According to Gualtieri, local law enforcement has no jurisdiction to enforce immigration.
"I can’t put them in jail," he stated. "I can’t do anything with them at all. The most I can do is what you can do –pick up the phone and call ICE and say you’ve got a guy who’s here illegally."
Gualtieri says he has received a detainer on Molina-Salles, which means if he is released at some point in time, PCSO would not release him because of it. Then ICE would pick him up.
Molina-Salles is facing charges of leaving the scene of an accident involving death. It’s a first-degree felony with a four-year minimum mandatory in state prison.
Gomez-Zelaya, who also lied about his identity, has been charged with accessory after the fact.
On Friday evening, Governor Ron DeSantis' Office told FOX 13 in an email statement:
"We are currently investigating the matter and looking to determine if illegal immigrants have utilized fraudulent information to obtain employment with contractors working with the State of Florida. As we collect details and examine potential courses of action, we are reminded once again that illegal immigration is a serious and ongoing problem in the United States that has a multifaceted effect on Florida. If this individual’s illegal status played into his decision to try to cover up this incident, it underscores just one of the harms that our state faces because of the federal government’s open border policies. The State of Florida is not a sanctuary state and illegal immigrants are not authorized to work here. For reasons such as this, we will continue our lawful efforts to interdict and relocate illegal immigrants."
FOX 13 reached out to Archer Western for a statement, but have not heard back from the construction company.
The Florida Department of Transportation told FOX 13 in a statement: "(FDOT) offers our heartfelt condolences to Deputy Hartwick’s family and the entire law enforcement community. From all accounts, Deputy Hartwick was a model law enforcement officer, and we stand willing and able to assist the Pinellas County Sheriff’s Office in any way possible.

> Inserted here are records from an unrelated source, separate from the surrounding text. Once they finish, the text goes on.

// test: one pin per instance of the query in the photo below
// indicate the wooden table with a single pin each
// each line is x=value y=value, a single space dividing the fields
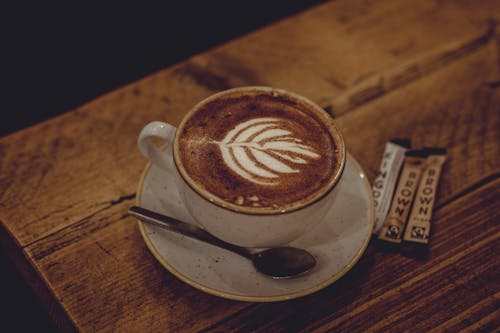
x=428 y=70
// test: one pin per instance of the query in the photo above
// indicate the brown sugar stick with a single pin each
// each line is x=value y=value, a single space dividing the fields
x=394 y=223
x=419 y=223
x=385 y=183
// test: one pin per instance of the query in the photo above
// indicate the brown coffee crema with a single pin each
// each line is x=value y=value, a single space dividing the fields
x=263 y=150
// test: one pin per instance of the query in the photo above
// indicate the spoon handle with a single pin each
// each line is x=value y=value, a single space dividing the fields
x=185 y=229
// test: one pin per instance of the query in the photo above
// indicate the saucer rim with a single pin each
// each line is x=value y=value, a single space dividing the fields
x=249 y=298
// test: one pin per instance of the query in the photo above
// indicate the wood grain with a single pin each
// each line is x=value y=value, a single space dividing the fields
x=427 y=70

FDOT and its contractors follow strict hiring procedures. While it appears that these hiring procedures were followed, including a federal E-Verify clearance check, and the individuals in question passed this federal clearance, the Department is initiating an internal review on this project contract. FDOT will also continue to support law enforcement efforts as investigations continue."
"It’s just sad," the sheriff stated. "It really is…I look at this like, really, this is two times in 18 months now. We go 109 years without a line of duty death and now you go two in 19 months, but it’s the nature of the business…we got the bad guys in custody where they belong and that’s out of respect for Mike."
In February 2021, Pinellas County Deputy Michael Magli was killed by an accused drunk driver who plowed into him while he was trying to stop the suspect. Magli was the first deputy in Pinellas County to be killed in the line of duty.
Deputy Hartwick served as a Pinellas County Sheriff's Office Deputy for 19 years, assigned to the Patrol Operations Bureau. He is survived by his mother and two adult children.